In the aftermath of the financial crisis of August 17, 1998, the power of criminal "authorities" declined as strong provincial governors, with the aid of "pocket oligarchs," consolidated "regional financial-industrial principalities." Some examples of such strong governors mentioned by the author are:

* the late Alexander Lebed in the Krasnoyarsk territory, who acted in alliance with the Alfa Group to expel organized crime from the aluminum industry

* Boris Govorin in Irkutsk province, aided by the "Eastland" company of the Yeroshchenko brothers and the "RINKO" company set up by Vitaly Moshchitsky

* Aman Tuleyev in Kemerovo province

In some regions, however, criminal groups had especially close ties with part of the administrative elite and industrial management. Here the power of organized crime has not declined. In Siberia this applies above all to the Tuvan Republic and the Primorye [Maritime] territory. It is an important reason why the economies of these regions have remained depressed.

NOTES

(1) He works at Irkutsk State University and also for the "Azia-in" investment fund.
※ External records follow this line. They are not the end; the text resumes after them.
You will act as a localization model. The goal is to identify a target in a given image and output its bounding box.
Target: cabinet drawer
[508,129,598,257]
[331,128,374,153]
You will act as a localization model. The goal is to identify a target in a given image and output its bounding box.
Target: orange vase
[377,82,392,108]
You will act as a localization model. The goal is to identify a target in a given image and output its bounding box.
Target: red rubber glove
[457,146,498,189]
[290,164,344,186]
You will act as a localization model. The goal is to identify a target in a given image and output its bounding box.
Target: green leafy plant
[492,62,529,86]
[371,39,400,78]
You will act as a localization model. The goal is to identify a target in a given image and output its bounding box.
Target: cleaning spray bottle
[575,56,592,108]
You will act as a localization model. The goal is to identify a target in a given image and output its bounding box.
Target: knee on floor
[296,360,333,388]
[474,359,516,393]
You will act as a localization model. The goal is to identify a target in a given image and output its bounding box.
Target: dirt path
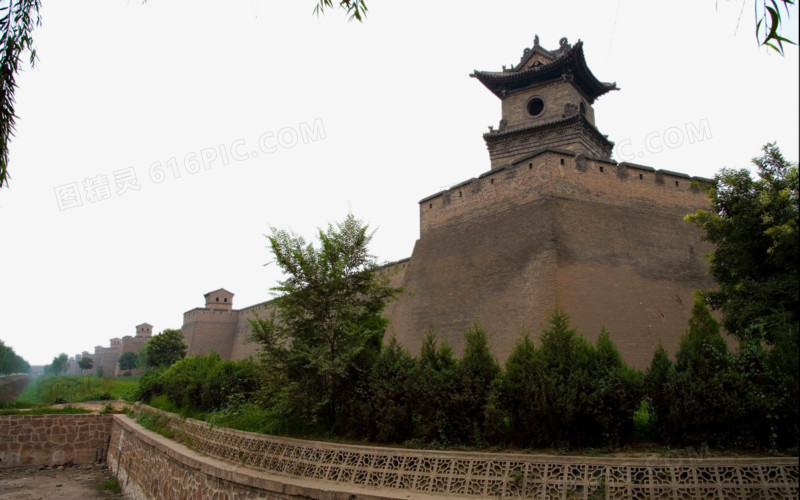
[0,465,123,500]
[0,400,130,500]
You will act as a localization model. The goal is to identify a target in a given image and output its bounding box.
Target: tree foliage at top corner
[686,143,800,343]
[0,0,42,188]
[314,0,368,22]
[755,0,797,55]
[251,214,400,430]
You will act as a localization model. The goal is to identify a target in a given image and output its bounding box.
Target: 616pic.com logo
[53,118,327,211]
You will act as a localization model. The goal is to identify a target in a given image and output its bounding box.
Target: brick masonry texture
[0,414,111,469]
[108,405,798,499]
[81,38,714,369]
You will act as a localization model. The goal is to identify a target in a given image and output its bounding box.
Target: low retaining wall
[0,414,112,469]
[115,405,798,499]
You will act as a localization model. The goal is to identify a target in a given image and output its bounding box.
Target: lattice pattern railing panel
[135,404,800,499]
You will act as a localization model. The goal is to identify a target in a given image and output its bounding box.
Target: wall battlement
[419,150,710,237]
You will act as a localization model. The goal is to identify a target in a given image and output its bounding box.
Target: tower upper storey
[204,288,233,311]
[470,36,618,168]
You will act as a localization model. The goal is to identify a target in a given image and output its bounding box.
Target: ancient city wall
[114,405,798,499]
[0,414,111,469]
[182,308,239,359]
[419,151,708,237]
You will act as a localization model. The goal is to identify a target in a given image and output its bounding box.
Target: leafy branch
[0,0,42,188]
[314,0,367,22]
[754,0,797,55]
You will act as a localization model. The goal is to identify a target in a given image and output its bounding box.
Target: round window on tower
[526,97,544,116]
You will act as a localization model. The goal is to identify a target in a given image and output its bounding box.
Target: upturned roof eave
[470,41,619,101]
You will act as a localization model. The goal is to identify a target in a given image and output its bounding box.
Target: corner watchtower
[136,323,153,338]
[204,288,233,311]
[470,35,619,170]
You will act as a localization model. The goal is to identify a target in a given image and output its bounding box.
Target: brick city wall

(2) What it means for a business to be "under the control of organized crime" requires precise definition. If a gang collects tribute from a company but otherwise leaves it alone, does that suffice to include the company? Assessments of the role of organized crime in the economy will depend crucially on which definition is used.

(3) Thus he states (without citation) that Anders Aslund, the Swedish economist who was a principal adviser behind Gaidar's shock therapy, calculates that only 3 percent of the "shadow economy" is connected to the activity of organized criminal groups.

(4) But in what direction would one expect state agencies to distort these figures? Downward, to show what a good job they are doing in combating organized crime? Or upward, to prove that they need more resources? Arguably their interests are best served by demonstrating downward trends from exaggerated initial levels.

(5) Sorry, I don't know what RUBOP stands for. Perhaps someone will be so kind as to tell me.